One is called the Maximum Likelihood
estimate that I already just mentioned.
The other is Bayesian estimation.
So in maximum likelihood estimation,
we define best as
meaning the data likelihood
has reached the maximum.
So formally it's given
by this expression here,
where we define the estimate as a arg
max of the probability of x given theta.
So, arg max here just means its
actually a function that will turn.
The argument that gives the function
maximum value, adds the value.
So the value of arg max is not
the value of this function.
But rather, the argument that has
made it the function reaches maximum.
So in this case the value
of arg max is theta.
It's the theta that makes the probability
of X, given theta, reach it's maximum.
So this estimate that in due it also
makes sense and it's often very useful,
and it seeks the premise
that best explains the data.
But it has a problem, when the data
is too small because when the data
points are too small,
there are very few data points.
The sample is small,
then if we trust data in entirely and
try to fit the data and
then we'll be biased.
So in the case of text data,
let's say, all observed 100
words did not contain another
word related to text mining.
Now, our maximum likelihood estimator
will give that word a zero probability.
Because giving the non-zero probability
would take away probability
mass from some observer word.
Which obviously is not optimal in
terms of maximizing the likelihood of
the observer data.
But this zero probability for
all the unseen words may not
be reasonable sometimes.
Especially, if we want the distribution
to characterize the topic of text mining.

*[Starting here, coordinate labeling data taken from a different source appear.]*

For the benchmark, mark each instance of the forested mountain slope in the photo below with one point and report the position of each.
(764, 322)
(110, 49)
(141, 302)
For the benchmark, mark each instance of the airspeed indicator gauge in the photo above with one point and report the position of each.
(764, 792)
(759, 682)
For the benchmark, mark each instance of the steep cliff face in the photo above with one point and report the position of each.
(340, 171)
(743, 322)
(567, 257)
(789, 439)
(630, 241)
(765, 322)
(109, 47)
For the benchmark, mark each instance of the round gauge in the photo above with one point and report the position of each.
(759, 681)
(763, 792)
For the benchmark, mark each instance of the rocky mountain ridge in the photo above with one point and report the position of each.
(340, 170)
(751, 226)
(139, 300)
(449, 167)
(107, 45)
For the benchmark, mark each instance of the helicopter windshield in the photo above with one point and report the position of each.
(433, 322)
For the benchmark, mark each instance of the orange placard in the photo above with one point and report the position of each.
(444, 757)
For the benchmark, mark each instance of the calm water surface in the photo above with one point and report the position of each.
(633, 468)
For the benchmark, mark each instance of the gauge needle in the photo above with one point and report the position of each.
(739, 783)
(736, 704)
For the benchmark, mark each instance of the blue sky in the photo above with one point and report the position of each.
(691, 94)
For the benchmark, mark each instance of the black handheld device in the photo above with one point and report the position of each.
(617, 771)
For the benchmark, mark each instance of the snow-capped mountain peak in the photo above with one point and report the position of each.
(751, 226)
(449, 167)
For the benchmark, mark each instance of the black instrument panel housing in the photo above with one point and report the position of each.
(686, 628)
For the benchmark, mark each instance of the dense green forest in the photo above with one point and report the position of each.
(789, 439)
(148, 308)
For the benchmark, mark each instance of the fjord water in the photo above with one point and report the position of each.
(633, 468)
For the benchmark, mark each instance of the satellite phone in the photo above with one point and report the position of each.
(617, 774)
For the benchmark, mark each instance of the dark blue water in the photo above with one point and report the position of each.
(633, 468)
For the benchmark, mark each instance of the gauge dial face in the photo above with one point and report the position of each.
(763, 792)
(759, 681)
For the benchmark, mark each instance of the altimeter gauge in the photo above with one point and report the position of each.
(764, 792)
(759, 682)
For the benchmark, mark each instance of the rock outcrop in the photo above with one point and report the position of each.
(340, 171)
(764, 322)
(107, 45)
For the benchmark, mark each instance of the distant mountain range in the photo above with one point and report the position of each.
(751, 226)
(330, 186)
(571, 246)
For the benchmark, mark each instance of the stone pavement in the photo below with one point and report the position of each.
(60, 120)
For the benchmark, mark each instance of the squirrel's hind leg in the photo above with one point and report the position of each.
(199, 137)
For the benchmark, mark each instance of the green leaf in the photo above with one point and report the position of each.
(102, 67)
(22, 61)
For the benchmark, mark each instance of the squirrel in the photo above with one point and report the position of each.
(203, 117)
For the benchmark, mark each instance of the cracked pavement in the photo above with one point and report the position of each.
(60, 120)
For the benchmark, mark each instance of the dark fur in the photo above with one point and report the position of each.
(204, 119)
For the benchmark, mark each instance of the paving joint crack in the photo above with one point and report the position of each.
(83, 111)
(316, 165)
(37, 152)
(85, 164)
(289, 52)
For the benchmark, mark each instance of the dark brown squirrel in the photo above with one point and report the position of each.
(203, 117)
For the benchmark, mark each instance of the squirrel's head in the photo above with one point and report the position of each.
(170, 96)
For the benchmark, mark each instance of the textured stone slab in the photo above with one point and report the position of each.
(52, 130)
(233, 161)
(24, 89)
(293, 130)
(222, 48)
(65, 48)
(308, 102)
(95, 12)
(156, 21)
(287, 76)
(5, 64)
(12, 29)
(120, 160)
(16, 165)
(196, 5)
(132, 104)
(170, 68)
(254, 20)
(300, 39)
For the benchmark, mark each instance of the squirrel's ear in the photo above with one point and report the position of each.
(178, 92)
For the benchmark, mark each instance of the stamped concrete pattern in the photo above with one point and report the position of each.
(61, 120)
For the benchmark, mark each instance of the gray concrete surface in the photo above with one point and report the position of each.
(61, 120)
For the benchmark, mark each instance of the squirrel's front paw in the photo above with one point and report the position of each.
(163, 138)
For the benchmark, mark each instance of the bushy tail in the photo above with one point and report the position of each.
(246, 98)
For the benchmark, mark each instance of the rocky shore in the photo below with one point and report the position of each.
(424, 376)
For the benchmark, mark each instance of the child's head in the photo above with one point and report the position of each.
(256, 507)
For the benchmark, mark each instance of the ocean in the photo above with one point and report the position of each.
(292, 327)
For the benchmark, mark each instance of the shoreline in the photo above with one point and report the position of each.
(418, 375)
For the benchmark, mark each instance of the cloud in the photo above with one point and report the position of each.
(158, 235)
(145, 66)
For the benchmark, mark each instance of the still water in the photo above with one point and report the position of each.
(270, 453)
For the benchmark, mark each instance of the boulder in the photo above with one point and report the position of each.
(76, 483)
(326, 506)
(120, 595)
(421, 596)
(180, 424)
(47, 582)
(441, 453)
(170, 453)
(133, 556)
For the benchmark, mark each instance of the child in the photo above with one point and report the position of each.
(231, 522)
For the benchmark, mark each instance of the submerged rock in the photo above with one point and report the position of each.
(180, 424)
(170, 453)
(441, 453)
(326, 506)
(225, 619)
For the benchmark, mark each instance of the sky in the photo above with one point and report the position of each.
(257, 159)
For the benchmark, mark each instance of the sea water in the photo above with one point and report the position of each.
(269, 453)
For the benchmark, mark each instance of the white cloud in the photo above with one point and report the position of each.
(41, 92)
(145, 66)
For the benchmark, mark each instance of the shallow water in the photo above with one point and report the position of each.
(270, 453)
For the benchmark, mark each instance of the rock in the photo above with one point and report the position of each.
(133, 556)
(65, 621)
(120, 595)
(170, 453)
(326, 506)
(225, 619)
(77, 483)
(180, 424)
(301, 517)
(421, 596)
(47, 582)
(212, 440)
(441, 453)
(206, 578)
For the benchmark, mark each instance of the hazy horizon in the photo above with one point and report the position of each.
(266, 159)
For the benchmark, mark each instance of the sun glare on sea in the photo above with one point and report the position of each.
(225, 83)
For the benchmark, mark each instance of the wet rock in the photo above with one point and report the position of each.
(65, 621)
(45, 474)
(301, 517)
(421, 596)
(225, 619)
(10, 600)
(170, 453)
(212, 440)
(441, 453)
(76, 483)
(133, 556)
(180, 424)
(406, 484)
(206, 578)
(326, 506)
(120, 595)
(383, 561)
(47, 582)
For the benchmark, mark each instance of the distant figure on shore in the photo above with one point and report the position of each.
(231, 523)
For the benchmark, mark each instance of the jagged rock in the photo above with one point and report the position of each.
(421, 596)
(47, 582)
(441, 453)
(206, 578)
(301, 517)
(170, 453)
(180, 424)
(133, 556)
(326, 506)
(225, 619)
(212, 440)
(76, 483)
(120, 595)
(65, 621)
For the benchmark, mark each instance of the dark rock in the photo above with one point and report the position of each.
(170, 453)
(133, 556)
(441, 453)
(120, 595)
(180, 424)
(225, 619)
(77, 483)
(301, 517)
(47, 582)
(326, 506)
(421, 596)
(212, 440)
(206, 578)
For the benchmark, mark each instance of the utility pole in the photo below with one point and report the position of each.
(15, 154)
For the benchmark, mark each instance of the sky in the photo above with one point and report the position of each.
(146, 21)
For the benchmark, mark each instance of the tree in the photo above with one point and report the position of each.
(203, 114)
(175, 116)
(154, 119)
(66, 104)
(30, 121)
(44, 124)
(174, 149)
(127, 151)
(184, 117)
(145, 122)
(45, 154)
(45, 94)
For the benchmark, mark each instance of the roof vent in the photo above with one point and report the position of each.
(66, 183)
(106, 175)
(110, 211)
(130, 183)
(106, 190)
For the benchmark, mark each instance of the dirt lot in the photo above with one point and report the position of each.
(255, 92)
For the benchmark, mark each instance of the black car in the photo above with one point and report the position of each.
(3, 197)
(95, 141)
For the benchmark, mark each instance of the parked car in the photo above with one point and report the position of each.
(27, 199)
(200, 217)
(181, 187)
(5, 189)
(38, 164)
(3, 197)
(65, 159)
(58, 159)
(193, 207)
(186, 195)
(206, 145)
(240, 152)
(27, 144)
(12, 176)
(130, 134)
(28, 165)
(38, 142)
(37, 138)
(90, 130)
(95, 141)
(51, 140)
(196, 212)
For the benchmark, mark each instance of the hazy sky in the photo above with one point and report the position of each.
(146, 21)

So one way to address this problem is
actually to use Bayesian estimation,
where we actually would look
at the both the data, and
our prior knowledge about the parameters.
We assume that we have some prior
belief about the parameters.
Now in this case of course, so we are not
going to look at just the data,
but also look at the prior.
So the prior here is
defined by P of theta, and
this means, we will impose some
preference on certain theta's of others.
And by using Bayes Rule,
that I have shown here,
we can then combine
the likelihood function.
With the prior to give us this
posterior probability of the parameter.
Now, a full explanation of Bayes rule,
and some of these things
related to Bayesian reasoning,
would be outside the scope of this course.
But I just gave a brief
introduction because this is
general knowledge that
might be useful to you.
The Bayes Rule is basically defined here,
and
allows us to write down one
conditional probability of X
given Y in terms of the conditional
probability of Y given X.
And you can see the two probabilities
are different in the order
of the two variables.
But often the rule is used for
making inferences
of the variable, so
let's take a look at it again.
We can assume that p(X) Encodes
our prior belief about X.
That means before we observe any other
data, that's our belief about X,
what we believe some X values have
higher probability than others.
And this probability of X given Y
is a conditional probability, and
this is our posterior belief about X.
Because this is our belief about X
values after we have observed the Y.
Given that we have observed the Y,
now what do we believe about X?
Now, do we believe some values have
higher probabilities than others?
Now the two probabilities
are related through this one,
this can be regarded as the probability of
the observed evidence Y,
given a particular X.
So you can think about X
as our hypothesis, and
we have some prior belief about
which hypothesis to choose.
And after we have observed Y,
we will update our belief and
this updating formula is based
on the combination of our prior.
And the likelihood of observing
this Y if X is indeed true,
so much for detour about Bayes Rule.
In our case, what we are interested
in is inferring the theta values.
So, we have a prior here that includes
our prior knowledge about the parameters.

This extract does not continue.